Mazda Develops Biofabric Made With 100% Plant-Derived Fiber for Vehicle Interiors
12 September 2007
Mazda Motor, collaboration with Teijin Limited and Teijin Fibers Limited, has developed the world’s first biofabric made with completely plant-derived fibers, suitable for use in vehicle interiors. The biofabric is made of 100% polylactic acid—a plastic created by combining large numbers of lactic acid molecules that are made from fermented carbohydrates such as plant sugars.

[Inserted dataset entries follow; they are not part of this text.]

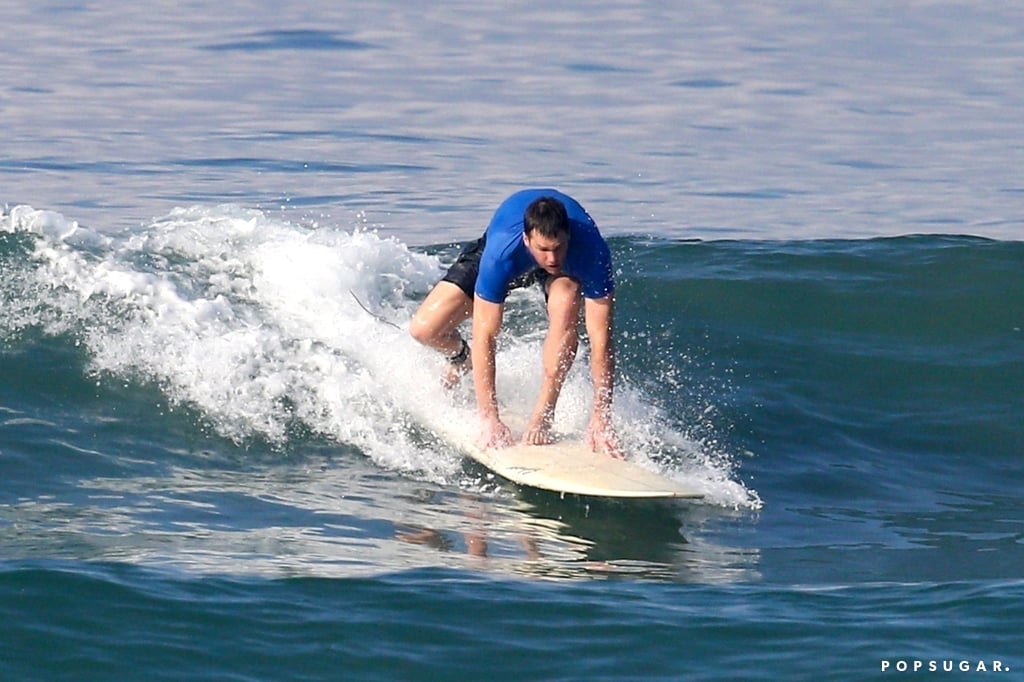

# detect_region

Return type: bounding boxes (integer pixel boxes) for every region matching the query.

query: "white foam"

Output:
[4,206,760,507]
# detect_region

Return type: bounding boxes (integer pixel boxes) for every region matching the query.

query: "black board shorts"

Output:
[441,236,552,298]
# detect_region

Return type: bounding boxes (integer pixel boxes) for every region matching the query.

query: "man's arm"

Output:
[472,296,512,447]
[585,294,623,458]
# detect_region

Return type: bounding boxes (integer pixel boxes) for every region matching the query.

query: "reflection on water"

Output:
[0,446,758,583]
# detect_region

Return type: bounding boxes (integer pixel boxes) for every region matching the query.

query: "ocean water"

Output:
[0,0,1024,681]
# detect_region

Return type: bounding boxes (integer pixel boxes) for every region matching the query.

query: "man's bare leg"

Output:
[409,281,473,387]
[522,276,583,445]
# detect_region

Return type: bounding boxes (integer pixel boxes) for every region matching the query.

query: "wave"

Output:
[0,206,760,507]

This newly developed biofabric does not contain any oil-based materials, yet it possesses the quality and durability required for use in vehicle seat covers. The new fabric is resistant to abrasion and damage from sunlight, in addition to being flame retardant.

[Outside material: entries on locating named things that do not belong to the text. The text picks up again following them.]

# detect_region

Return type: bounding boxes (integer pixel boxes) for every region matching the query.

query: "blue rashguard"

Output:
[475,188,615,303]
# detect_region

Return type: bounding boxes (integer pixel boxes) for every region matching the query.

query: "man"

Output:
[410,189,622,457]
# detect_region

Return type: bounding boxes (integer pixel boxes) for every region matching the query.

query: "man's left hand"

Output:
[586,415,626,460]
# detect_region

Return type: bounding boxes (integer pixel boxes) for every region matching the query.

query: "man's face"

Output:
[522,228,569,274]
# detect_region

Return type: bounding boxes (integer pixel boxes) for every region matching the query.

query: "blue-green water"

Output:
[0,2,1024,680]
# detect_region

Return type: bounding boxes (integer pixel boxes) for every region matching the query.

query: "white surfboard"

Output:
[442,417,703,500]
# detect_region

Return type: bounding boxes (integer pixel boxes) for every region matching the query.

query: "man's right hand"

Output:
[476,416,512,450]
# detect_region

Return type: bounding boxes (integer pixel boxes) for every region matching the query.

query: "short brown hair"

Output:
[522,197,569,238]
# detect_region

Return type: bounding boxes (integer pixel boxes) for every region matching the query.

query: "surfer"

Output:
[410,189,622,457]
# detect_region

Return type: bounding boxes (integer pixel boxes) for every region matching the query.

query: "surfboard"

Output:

Other crucial qualities necessary for the highest performing fabrics, such as fire retardant properties, were achieved through Mazda’s accumulated experience in surface technologies built up through years of cooperation with several local companies.
Mazda plans to use the biofabric for the seat covers and door trim in the all-new Premacy Hydrogen RE Hybrid that will be exhibited in October at the Tokyo Motor Show 2007. The all-new Premacy Hydrogen RE Hybrid will also feature a bioplastic, which Mazda developed in 2006, in the vehicle’s instrument panel and other interior fittings.

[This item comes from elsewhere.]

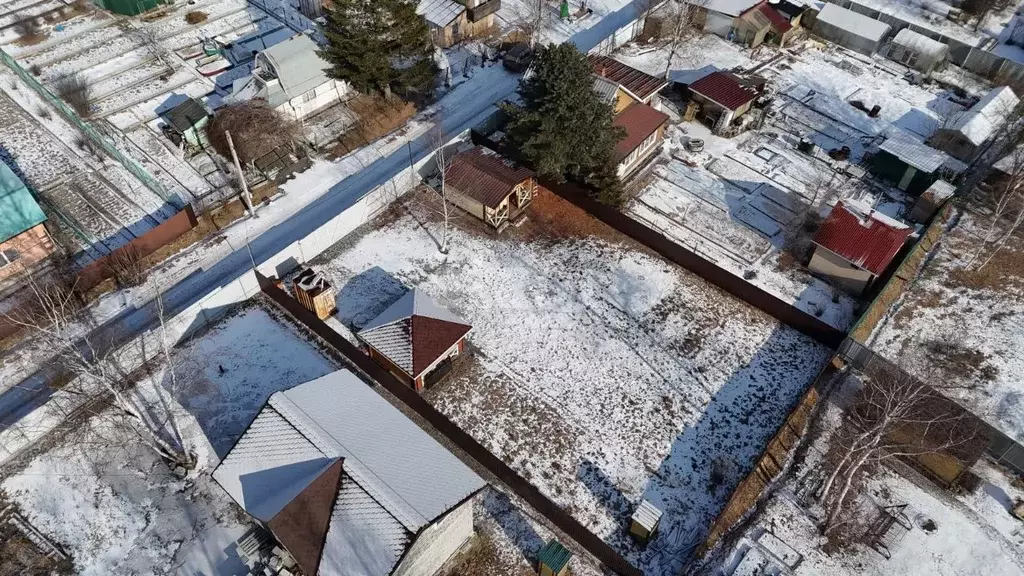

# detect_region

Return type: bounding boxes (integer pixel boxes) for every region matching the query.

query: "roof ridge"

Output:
[270,390,430,533]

Based on this biotechnology, Mazda will strengthen its future research and development on non-food-based materials in consideration of the impact such technologies have on food supplies.
This newly developed biofabric has harnessed the latest technologies to control the entire molecular architecture of raw resins to improve fiber strength until the fabric attained sufficient resistance to abrasion and light damage for practical use in vehicle seat covers.
This makes a lot more sense than using food crops to make ethanol and biofuels for inefficient ICE vehicles.
What are Dupont, ICI, Dow Chemicals etc doing?
Posted by: Harvey D | 12 September 2007 at 07:43 AM
Posted by: Elliot | 12 September 2007 at 09:15 AM
Well, I disagree. Why not use petroleum for plastic, to sequester the carbon?
The other issue with Lactic acid is the smell. Instead of Polyurethane smell in present cars, alone. Add in vomit smell if the stuff should de-polimerize.
My hope is one day petroleum will only be used for plastic, and recycled into new products. And only renewable sources of energy will be used.
Posted by: Donee | 12 September 2007 at 04:49 PM
Biofabric! Wow who would have thought[/sarcasm]
Wasn't there and AMC Gremlin in the 1970's that was available with Denim seat?
Posted by: DS | 12 September 2007 at 05:20 PM
If you use biomass for plastics you sequester the carbon, if you leave petroleum in the ground you leave it sequestered, if you use the petroleum you add carbon to the system, if you use only biomass there is no carbon added. I’ve dealt with polylactones and there is no smell, no taste either, water bottle are made of it and the only problem is that water tends to evaporate though the bioplastic.